Origins to Closest Destinations Tutorial#
This tutorial demonstrates how to run an Origins to Closest Destinations (OD) analysis with RA2CE. RA2CE automatically finds the shortest or quickest route from each origin to its nearest destination.
If you are not yet familiar with preparing origins and destinations shapefiles, see the Origins and Destinations Data Preparation tutorial.

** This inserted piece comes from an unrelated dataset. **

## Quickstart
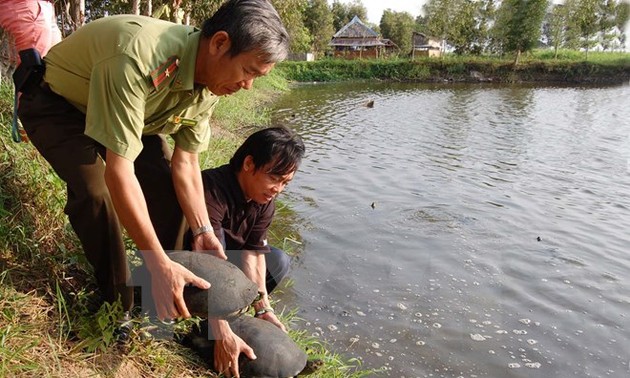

Step 1: Import Libraries and Set Paths#
[ ]:
from pathlib import Path
from ra2ce.analysis.analysis_config_data.analysis_config_data import AnalysisSectionLosses, AnalysisConfigData
from ra2ce.analysis.analysis_config_data.enums.analysis_losses_enum import AnalysisLossesEnum
from ra2ce.analysis.analysis_config_data.enums.weighing_enum import WeighingEnum
from ra2ce.network.network_config_data.enums.aggregate_wl_enum import AggregateWlEnum
from ra2ce.network import RoadTypeEnum
from ra2ce.network.network_config_data.enums.network_type_enum import NetworkTypeEnum
from ra2ce.network.network_config_data.enums.source_enum import SourceEnum
from ra2ce.network.network_config_data.network_config_data import (
NetworkSection, NetworkConfigData, OriginsDestinationsSection, HazardSection
)
from ra2ce.ra2ce_handler import Ra2ceHandler
# Specify the path to your RA2CE project folder and input data
root_dir = Path('data', 'closest_origin_destinations')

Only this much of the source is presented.